Revitalized Classics said:


> I read a theory here that: "The Colon was part of the 'circuit' for international opera stars of the 1930s and 1940s, which saw them spend December-May in New York, May-June in London, August-September in Buenos Aires and November in San Francisco. Recordings survive from as early as 1936 and capture some artists in roles they rarely performed elsewhere."
> Source: https://warwick.ac.uk/fac/arts/cas/staff/lockley/colon/


In those days, of course, the artists traveled by ocean liner, so the singers generally arrived with rested voices! The great opera houses (La Scala, Paris Opera, Wiener Staatsoper, Covent Garden, Metropolitan Opera, Teatro Colón) and others, shared the talent - they could generally tempt a singer with a new role, that other houses didn't want, or couldn't present, or excellent conditions (Helga Dernesch, for instance, thought singing in San Francisco was "like a vacation!"). The Metropolitan Opera, for instance, had singers put into a mold, and would rarely stray from that, so that offer of a different role in Chicago might tempt a singer to accept singing in Chicago instead of New York.


----------



## ManuelMozart95 (Sep 29, 2018)

I am from Argentina. Teatro Colon is still one of the most important and famous theaters in the world when it comes to acoustics and we still receive visits by major International figures of course. We still had René Fleming, Netrebko, Camarena and mostly all the major Opera figures singing here, you just may not have heard of it.
The reason it's not as prominent as it used to has to do mostly with the fate of the country as a whole.
Argentina has been in constant crisis since the 70's, more poverty and as a result less funding for the arts and for anything really.
We still are the most important country in Latin America when it comes to Classical music though. Buenos Aires is still the city with more Opera theatres and concert halls in Latin America, we have at least two other major Opera houses apart from Teatro Colon and we have built a new purely symphonic hall.
You still can find a good variety of Operas and Classical music in general to enjoy during the year and the quality is generally good.
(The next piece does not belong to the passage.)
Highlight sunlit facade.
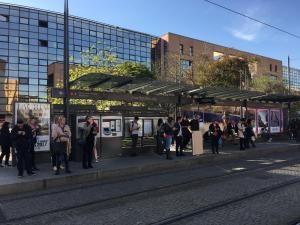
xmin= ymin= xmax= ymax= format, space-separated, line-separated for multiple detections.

But yes, things are far from perfect and our politicians will surely destroy the little good things that are left. Our music, literature and film industry have been losing prestige for a long time sadly.

During the early 20th Century lots of important Operas like Der Rosenkavalier got their performance in Buenos Aires before some major capitals of Europe.
The first country Puccini visited in the Americas was not the US but Argentina.

Sadly those days are gone and the country has gone down the tubes.


----------



## Seattleoperafan (Mar 24, 2013)

ManuelMozart95 said:


> I am from Argentina. Teatro Colon is still one of the most important and famous theaters in the world when it comes to acoustics and we still receive visits by major International figures of course. We still had René Fleming, Netrebko, Camarena and mostly all the major Opera figures singing here, you just may not have heard of it.
> The reason it's not as prominent as it used to has to do mostly with the fate of the country as a whole.
> Argentina has been in constant crisis since the 70's, more poverty and as a result less funding for the arts and for anything really.
> We still are the most important country in Latin America when it comes to Classical music though. Buenos Aires is still the city with more Opera theatres and concert halls in Latin America, we have at least two other major Opera houses apart from Teatro Colon and we have built a new purely symphonic hall.
> ...


So nice to hear from someone who is familiar with both the history and the arts of Argentina. I am very intriqued with the landscape of your great country. Thanks again.


----------



## DarkAngel (Aug 11, 2010)

MAS said:


> In those days, of course, the artists traveled by ocean liner, so the singers generally arrived with rested voices! The great opera houses (La Scala, Paris Opera, Wiener Staatsoper, Covent Garden, Metropolitan Opera, Teatro Colón) and others, shared the talent - they could generally tempt a singer with a new role, that other houses didn't want, or couldn't present, or excellent conditions (Helga Dernesch, for instance, thought singing in San Francisco was "like a vacation!"). *The Metropolitan Opera, for instance, had singers put into a mold, and would rarely stray from that, so that offer of a different role in Chicago might tempt a singer to accept singing in Chicago instead of New York*.


Most famously NY native Maria Callas sang her first two USA opera seasons at Chicago Lyric (not the MET)

Some of the opera houses in latin/south america are just amazing, Callas had many performances early at Mexico City and that building is so beautiful with huge sprawling complex.....interior views are even more amazing


----------